A partir de 2002, la institución enfrentó una sostenida caída en la matrícula, que alcanzó su punto más crítico en 2007 con un total de 195 alumnos. Frente a este escenario, se impulsó un cambio significativo en la conducción del colegio, orientado a garantizar su continuidad y revertir la tendencia descendente.
Este proceso se tradujo en un conjunto de reformas edilicias encadenadas, concebidas como parte de una estrategia integral para mejorar la calidad de la propuesta educativa y atraer nuevas familias. Cabe destacar que, hasta ese momento, la institución no había emprendido un proyecto sostenido de obras orientado a la mejora de las condiciones de enseñanza durante varias décadas: tras la culminación del edificio principal en 1959 no se habían registrado intervenciones de específicas en el número o formato de aulas. En este sentido, las obras iniciadas en los años a finales de los 2000 marcaron un punto de inflexión en la historia edilicia del colegio.
Las primeras intervenciones se centraron en la adecuación de los espacios existentes: se construyeron baños en el subsuelo, cuya planchada fue adaptada para conformar un nuevo patio destinado al nivel inicial, que pasó a ubicarse en la planta baja.
En 2008 se dio inicio a la instalación de un sistema de calefacción central en todo el edificio, mejorando sustancialmente las condiciones de habitabilidad. Al año siguiente, se comenzó a reconvertir parte del tercer piso —hasta entonces destinado a habitaciones de los sacerdotes— en nuevas aulas para cuarto de bachillerato. Este proceso de expansión continuó a partir de 2010 con la construcción de nuevas aulas hacia la zona posterior sobre la calle Silvestre Blanco, cuyas obras se extendieron hasta 2013.
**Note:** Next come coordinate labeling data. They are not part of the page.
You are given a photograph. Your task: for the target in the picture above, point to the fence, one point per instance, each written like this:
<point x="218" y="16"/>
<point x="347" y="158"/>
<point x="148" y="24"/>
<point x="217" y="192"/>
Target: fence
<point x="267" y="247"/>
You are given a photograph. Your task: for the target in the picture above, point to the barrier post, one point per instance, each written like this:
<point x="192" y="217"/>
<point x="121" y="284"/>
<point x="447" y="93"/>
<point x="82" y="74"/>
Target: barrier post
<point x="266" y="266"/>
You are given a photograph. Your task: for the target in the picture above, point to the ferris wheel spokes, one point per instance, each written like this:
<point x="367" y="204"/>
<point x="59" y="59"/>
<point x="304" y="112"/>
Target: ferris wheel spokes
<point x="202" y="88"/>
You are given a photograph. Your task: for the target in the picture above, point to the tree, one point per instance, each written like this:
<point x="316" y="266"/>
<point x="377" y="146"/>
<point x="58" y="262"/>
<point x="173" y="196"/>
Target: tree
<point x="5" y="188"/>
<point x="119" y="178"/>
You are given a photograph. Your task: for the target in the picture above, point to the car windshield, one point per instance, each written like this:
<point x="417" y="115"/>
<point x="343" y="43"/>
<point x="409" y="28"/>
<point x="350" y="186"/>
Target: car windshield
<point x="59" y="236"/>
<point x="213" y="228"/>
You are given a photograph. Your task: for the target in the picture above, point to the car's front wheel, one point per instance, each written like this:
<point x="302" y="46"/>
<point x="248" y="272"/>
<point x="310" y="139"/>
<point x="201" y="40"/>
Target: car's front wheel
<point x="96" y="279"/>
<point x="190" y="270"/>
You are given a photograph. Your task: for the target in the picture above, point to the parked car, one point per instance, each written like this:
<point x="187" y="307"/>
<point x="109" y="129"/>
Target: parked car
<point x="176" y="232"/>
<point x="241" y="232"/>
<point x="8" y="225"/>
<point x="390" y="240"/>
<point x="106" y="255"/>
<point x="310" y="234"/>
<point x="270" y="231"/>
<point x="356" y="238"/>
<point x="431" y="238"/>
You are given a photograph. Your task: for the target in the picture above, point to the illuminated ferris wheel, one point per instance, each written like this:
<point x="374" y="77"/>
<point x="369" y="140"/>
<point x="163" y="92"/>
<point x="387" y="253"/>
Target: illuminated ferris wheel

Los resultados de este proceso fueron significativos. El nivel inicial, ahora con un espacio propio, experimentó un crecimiento sostenido, pasando de 28 a 136 alumnos en 2013. En primaria, la liberación de espacios permitió duplicar los grupos entre primero y cuarto año. Por su parte, secundaria logró completar progresivamente todo el trayecto educativo —objetivo alcanzado en 2012— y se acercó a los 300 estudiantes.
De este modo, la matrícula total superó los 600 alumnos y consolidó una tendencia de crecimiento sostenido, alcanzando los 877 estudiantes en 2017. Lo que comenzó como una respuesta a la crisis se transformó en un punto de inflexión que redefinió el rumbo de la institución, sentando la base identitaria de una gran comunidad y dándole formato a su crecimiento en las décadas siguientes.